The EU’s United Patent Court is Open for Business
Before June 1, 2023, Europe was wrought with different patent systems and courts within each member state of the EU. Each country had its own court to hear patent cases – applying its own procedural laws. Now, after many unsuccessful endeavors, the European Union’s Unified Patent Court (UPC) has come into effect with headquarters in Paris, and its court of appeals and registry in Luxembourg.
The UPC provides a unified set of substantive and procedural laws that streamlines patent litigation within the EU, allowing global patent portfolios to be obtained and enforced. This pioneering change in the international litigation arena shall provide inventors with a single patent that protects their inventions in multiple EU countries, where those patents can be also challenged and defended.
Until now, the European Union lacked a common appeals court to guarantee uniformness in the law, and each European country had its own court to address patent cases. In addition, some countries, like Germany, Austria, and Hungary have bifurcated systems and as a result infringement and validity are processed by different courts and dissimilarities between procedures among national courts often brought about inconsistent decisions. Overall, it may be boldly stated that the UPC has put an end to a backward system where “bundle patents” issued by the European Patent Office may only be enforced or revoked in national courts that often came with burdensome processes.
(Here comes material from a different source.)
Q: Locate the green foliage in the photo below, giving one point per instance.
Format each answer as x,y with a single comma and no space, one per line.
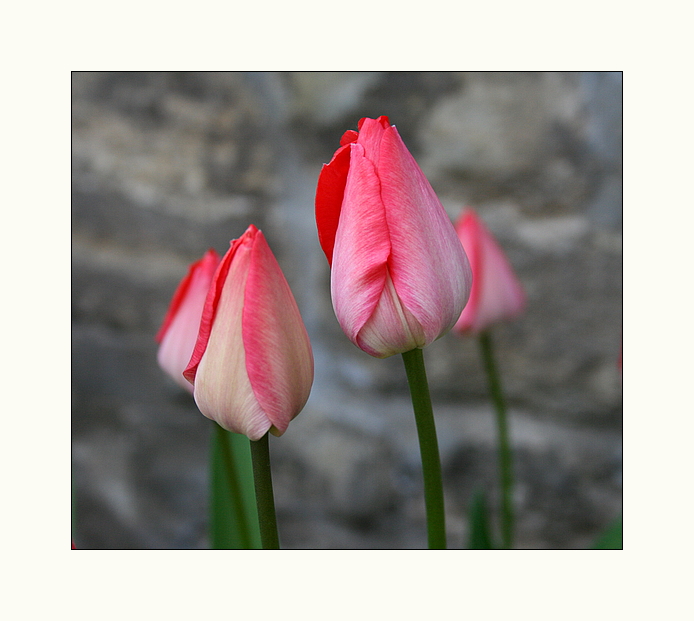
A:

“The Unitary Patent system will strengthen the EU’s innovation and competitiveness and complete the Single Market for patents. It will initially cover 17 Member States, representing around 80% of the EU’s GDP. Participation is open to further Member States in the future,” claims the European Commission.
The UPC comes with a streamlined enforcement of patents that is wide ranging, and it is bound to make Europe more appealing against competitors, like China and America in launching innovative products, and hiking up European trade and investment.
The discrepancies in the current European patent system in individual countries has thus far restricted the ebb and flow of patented inventions among EU countries. Most European patents are validated in only a few EU Member States to maintain low expenses. But the reconciled patent protection generated by the UPC shall positively impact trade and FDI flows in IP, particularly in the technology sector.
Drawing on the research presented by the EPO, the “alignment of EU countries on the best existing standard of patent protection has the potential to generate a 2% increase (EUR 14.6 billion) in annual trade inflows and a 15% increase (EUR 1.8 billion) in annual FDI inflows in the EU.” In addition, expediting “cross-border technology transfers” and closer affiliations across Europe.
The registry containing data and the legal status on transfers of Unitary Patents and licences paves way for a capable and effective market for technology transfer among members, making the market more inclusive – easing technology transfers and research and development also among countries where European patents have not yet been validated.
Once the embedding of this one-stop shop is ready, unitary patents spark prospective collaborations in trade and technology, making Europe a central IP hub. The system has all the attributes to garner success via its expansive network, and as EPO President António Campinos also claims, “… it will be a boon for the European economy as it establishes a uniform technology market facilitating transactions across a big economic region [and] this huge step represents a historic moment for innovators and the protection of inventions in Europe.”